The Chronicle of The Kings of Norway

by Snorri Sturlson | c.1179-1241 | 320,198 words

The "Heimskringla" of Snorri Sturlason is a collection of sagas concerning the various rulers of Norway, from about A.D. 850 to the year A.D. 1177....

Thereafter Sigurd came south to Vikar, and seized King Sigurd's lendermen, William Skinnare and Thorald Kept, and killed them both. Then Sigurd turned south-wards along the coast, and met Styrkar Glaesirofa south of Byrda, as he was coming from the south from the town of Nidaros, and killed him.

Now when Sigurd came south to Valsnes, he met Svinagrim outside of the ness, and cut off his right hand. From thence he went south to More, past the mouth of the Throndhjem fjord, where they took Hedin Hirdmage and Kalf Kringluauge. They let Hedin escape, but killed Kalf. When King Sigurd, and his foster-father, Sadagyrd, heard of Sigurd Slembidjakn's proceedings, and what he was doing, they sent people to search for him; and their leader was Jon Kauda, a son of Kalf Range.

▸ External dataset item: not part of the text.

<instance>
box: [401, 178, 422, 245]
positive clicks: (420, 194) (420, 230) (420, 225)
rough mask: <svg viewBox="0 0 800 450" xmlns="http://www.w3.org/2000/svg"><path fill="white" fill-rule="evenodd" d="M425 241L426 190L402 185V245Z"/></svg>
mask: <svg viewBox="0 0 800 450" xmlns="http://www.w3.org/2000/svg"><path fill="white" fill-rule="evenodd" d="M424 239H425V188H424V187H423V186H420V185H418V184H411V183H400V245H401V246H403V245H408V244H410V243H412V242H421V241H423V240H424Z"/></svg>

Bishop Ivar's brother, and besides the priest Jon Smyril. They went on board the ship the Reindeer, which had twenty-two rowing benches, and was one of the swiftest sailing vessels, to seek Sigurd; but as they could not find him, they returned north-wards with little glory; for people said that they had got sight of Sigurd and his people, and durst not attack them.

Afterwards Sigurd proceeded southwards to Hordaland, and came to Herdla, where Einar, a son of Laxapaul, had a farm; and went into Hamar's fjord, to the Gangdaga-thing. They took all the goods that were at the farm, and a long-ship of twenty-two benches which belonged to Einar; and also his son, four years old, who was living with one of his labouring people. Some wanted to kill the boy, but others took him and carried him with them.

The labouring man said,

"It will not be lucky for you to kill the child; and it will be of no use to you to carry him away, for it is my son, and not Einar's."

And on his word they let the boy remain, and went away. When Einar came home he gave the labourer money to the value of two ore of gold, and thanked him for his clever invention, and promised him his constant friendship. So says Eirik Odson, who first wrote down this relation; and he heard himself Einar Paulson telling these circumstances in Bergen.

Sigurd then went southward along the coast all the way east to Viken, and met Fin Saudaulfson east at Kvildar, as he was engaged in drawing in King Inge's rents and duties, and hanged him. Then they sailed south to Denmark.